If left unchecked, deforestation alone could effectively eliminate ruffed lemurs’ entire eastern rainforest habitat and, with it, the animals themselves. For these lemurs, the effects of forest loss will outpace climate change.
But we also found that if current protected areas lose no more forest, climate change and deforestation outside of parks will reduce suitable habitat by only 62 percent. This means that maintaining and enhancing the integrity of protected areas will be essential for saving Madagascar’s rainforest habitats.
In a study published in November, my colleagues and I showed that ruffed lemurs depend on habitat cover to survive. We investigated natural and human-caused impediments that prevent the lemurs from spreading across their range, and tracked the movement of their genes as they ranged between habitats and reproduced.

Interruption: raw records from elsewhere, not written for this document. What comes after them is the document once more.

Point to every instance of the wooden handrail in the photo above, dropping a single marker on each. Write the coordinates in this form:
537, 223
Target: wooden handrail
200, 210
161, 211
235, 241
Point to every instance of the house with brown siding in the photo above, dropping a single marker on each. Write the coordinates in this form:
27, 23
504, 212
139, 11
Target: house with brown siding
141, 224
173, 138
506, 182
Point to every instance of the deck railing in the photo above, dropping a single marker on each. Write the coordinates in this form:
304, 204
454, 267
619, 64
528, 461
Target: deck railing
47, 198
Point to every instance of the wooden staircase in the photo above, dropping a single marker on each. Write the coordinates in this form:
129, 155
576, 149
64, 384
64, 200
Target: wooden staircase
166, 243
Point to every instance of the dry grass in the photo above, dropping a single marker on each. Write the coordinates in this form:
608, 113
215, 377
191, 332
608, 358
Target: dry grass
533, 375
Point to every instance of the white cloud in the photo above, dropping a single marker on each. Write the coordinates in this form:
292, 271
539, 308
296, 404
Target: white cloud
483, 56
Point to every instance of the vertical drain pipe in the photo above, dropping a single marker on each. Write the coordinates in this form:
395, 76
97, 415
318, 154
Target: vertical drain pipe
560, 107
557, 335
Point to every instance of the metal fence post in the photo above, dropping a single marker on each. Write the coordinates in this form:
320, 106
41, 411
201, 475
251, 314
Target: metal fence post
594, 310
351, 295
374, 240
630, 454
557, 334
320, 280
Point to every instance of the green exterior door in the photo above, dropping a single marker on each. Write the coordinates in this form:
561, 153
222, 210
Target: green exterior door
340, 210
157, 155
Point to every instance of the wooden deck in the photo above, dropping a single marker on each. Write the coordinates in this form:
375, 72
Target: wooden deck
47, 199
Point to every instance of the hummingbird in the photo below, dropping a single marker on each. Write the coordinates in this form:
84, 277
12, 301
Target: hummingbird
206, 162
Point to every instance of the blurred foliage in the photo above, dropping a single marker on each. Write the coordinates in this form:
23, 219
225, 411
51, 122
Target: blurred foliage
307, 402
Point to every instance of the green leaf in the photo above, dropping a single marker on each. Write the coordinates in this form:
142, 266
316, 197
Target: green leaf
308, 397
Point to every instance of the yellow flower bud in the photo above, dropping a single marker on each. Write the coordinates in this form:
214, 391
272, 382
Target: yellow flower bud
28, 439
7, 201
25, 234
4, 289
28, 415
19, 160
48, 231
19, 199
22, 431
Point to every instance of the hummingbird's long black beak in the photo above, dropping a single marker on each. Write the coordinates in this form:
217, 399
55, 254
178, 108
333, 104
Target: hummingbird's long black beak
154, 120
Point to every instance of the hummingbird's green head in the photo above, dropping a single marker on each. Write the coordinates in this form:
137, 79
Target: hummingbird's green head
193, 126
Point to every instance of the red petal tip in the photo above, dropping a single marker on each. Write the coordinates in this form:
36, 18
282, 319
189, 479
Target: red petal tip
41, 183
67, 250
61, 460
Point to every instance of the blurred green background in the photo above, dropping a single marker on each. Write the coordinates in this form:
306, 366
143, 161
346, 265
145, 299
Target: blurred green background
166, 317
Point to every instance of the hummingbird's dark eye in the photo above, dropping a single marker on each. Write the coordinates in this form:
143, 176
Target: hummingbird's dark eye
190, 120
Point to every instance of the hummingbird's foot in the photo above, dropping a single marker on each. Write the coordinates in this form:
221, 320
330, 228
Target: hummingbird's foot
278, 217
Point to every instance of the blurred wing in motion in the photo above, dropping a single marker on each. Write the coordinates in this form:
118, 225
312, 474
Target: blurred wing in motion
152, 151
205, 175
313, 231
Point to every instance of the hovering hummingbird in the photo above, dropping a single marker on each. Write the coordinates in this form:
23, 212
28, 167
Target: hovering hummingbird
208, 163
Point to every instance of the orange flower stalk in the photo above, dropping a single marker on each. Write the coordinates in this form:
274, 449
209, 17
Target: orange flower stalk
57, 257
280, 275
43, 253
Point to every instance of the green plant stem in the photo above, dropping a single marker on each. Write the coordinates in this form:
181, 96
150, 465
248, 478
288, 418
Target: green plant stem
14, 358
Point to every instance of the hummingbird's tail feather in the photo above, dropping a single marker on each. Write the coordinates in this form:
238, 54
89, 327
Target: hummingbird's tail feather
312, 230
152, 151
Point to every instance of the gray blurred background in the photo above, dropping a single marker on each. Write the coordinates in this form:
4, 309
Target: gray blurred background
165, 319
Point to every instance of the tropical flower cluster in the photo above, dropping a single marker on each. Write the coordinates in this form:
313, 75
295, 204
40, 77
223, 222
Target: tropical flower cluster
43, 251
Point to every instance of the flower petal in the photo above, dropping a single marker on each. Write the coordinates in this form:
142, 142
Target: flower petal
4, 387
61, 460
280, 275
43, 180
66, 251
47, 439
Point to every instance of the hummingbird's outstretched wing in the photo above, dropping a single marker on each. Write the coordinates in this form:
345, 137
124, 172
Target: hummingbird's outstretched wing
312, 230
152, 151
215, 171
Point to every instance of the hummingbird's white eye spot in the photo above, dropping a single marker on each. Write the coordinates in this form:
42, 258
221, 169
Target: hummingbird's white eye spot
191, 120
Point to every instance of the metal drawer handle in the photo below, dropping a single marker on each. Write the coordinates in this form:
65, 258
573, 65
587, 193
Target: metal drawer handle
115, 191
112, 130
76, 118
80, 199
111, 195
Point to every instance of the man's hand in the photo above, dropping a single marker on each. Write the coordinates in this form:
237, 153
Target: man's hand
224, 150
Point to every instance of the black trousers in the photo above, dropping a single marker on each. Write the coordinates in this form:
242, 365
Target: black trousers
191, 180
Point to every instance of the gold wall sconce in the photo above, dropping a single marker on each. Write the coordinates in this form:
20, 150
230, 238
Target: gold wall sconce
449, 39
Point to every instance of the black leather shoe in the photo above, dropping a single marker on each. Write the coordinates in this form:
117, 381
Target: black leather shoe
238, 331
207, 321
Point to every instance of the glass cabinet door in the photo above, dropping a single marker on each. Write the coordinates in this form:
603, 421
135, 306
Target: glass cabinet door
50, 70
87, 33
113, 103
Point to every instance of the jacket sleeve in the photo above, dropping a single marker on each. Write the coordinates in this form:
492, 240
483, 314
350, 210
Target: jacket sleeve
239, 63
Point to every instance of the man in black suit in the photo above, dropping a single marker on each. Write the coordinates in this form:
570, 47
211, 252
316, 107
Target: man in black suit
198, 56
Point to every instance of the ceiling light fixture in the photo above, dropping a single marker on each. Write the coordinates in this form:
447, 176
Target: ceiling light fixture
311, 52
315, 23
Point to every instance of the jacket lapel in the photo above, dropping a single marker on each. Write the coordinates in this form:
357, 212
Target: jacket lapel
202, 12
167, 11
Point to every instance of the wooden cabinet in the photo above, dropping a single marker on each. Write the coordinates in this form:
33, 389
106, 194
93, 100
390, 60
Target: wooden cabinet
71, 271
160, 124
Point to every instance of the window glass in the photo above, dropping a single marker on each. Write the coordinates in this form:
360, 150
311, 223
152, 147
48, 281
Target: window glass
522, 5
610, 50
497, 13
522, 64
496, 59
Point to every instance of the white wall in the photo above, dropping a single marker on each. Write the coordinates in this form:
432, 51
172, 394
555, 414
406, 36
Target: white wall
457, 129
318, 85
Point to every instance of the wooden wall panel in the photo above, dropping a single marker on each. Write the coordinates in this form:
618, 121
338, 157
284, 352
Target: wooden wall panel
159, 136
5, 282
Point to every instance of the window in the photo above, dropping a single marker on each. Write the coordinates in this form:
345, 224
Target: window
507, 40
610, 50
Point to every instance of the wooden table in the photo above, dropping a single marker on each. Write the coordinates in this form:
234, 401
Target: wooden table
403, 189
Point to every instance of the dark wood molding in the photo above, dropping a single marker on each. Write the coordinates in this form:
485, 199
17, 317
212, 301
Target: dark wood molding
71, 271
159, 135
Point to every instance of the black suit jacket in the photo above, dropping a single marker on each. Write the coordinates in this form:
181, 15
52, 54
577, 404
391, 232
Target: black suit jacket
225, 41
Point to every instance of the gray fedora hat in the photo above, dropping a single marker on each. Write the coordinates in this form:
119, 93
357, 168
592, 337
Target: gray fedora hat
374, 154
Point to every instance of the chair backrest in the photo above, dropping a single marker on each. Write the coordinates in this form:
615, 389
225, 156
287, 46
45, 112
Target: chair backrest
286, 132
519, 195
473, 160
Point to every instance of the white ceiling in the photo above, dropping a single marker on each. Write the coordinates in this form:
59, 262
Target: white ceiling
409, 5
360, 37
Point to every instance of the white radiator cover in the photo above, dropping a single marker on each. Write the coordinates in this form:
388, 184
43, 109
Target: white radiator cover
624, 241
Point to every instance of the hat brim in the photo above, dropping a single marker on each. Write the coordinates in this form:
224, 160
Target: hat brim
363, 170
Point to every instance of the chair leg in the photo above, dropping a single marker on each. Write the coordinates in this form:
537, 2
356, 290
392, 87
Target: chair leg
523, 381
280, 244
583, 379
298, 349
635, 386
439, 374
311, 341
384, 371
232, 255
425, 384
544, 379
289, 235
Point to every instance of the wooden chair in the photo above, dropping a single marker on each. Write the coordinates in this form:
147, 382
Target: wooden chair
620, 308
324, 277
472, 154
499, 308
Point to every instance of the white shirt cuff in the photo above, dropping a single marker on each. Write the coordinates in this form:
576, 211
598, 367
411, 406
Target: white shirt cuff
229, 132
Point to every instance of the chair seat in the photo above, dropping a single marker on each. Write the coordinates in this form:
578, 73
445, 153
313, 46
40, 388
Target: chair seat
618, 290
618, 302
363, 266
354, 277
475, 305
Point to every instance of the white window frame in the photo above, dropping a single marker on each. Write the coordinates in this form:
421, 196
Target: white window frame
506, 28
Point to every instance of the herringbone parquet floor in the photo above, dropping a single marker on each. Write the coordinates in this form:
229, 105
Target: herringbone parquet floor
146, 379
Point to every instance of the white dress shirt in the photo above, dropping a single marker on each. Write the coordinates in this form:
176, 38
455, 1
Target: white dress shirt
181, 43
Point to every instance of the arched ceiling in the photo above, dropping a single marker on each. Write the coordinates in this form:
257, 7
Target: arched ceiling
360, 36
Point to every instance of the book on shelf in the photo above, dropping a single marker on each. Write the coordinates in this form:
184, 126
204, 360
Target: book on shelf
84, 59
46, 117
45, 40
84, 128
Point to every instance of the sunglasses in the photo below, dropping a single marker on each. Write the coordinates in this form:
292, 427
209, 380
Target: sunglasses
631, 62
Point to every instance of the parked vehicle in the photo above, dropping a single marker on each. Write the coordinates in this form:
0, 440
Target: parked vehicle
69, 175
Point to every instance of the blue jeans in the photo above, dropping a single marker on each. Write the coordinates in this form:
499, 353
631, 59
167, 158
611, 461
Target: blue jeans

This movement, known as gene flow, is important for maintaining genetic variability within populations, allowing lemurs to adapt to their ever-changing environments.
Based on this analysis, we parsed out which landscape variables — including rivers, elevation, roads, habitat quality and human population density — best explained gene flow in ruffed lemurs. We found that human activity was the best predictor of ruffed lemurs’ population structure and gene flow. Deforestation alongside human communities was the most significant barrier.
Taken together, these and other lines of evidence show that deforestation poses an imminent threat to conservation on Madagascar. Based on our projections, habitat loss is a more immediate threat to lemurs than climate change, at least in the immediate future.
This matters not only for lemurs but also for other plants and animals in the areas where lemurs are found. The same is true at the global level: More than one-third (about 36.5 percent) of Earth’s plant species are exceedingly rare and disproportionately affected by human use of land. Regions where the most rare species live are experiencing higher levels of human impact.
Scientists have warned that the fate of Madagascar’s rich natural heritage hangs in the balance. Results from our work suggest that strengthening protected areas and reforestation efforts will help to mitigate this devastation while environmentalists work toward long-term solutions for curbing the runaway greenhouse gas emissions that drive climate change.
Already, nonprofit groups are working hard toward these goals.
A partnership between Edward E. Louis Jr., founder of Madagascar Biodiversity Partnership and director of Conservation Genetics at Omaha’s Henry Doorly Zoo, and the Arbor Day Foundation’s Plant Madagascar project has replanted nearly 3 million trees throughout Kianjavato, one region identified by our study. Members of Centre ValBio’s reforestation team — a nonprofit organization based outside of Ranomafana National Park that aids in our ruffed lemur research — are following suit.
At an international conference in Nairobi last year, Madagascar’s president, Andry Rajoelina, promised to reforest 99,000 acres every year for the next five years — the equivalent of 75,000 football fields. This commitment, while encouraging, unfortunately lacks a coherent implementation plan.
Our projections highlight areas of habitat persistence, as well as areas where ruffed lemurs could experience near-complete habitat loss or genetic isolation in the not-so-distant future. Lemurs are an effective indicator of total nonprimate community richness in Madagascar, which is another way of saying that protecting lemurs will protect biodiversity.
Our results can help pinpoint where to start.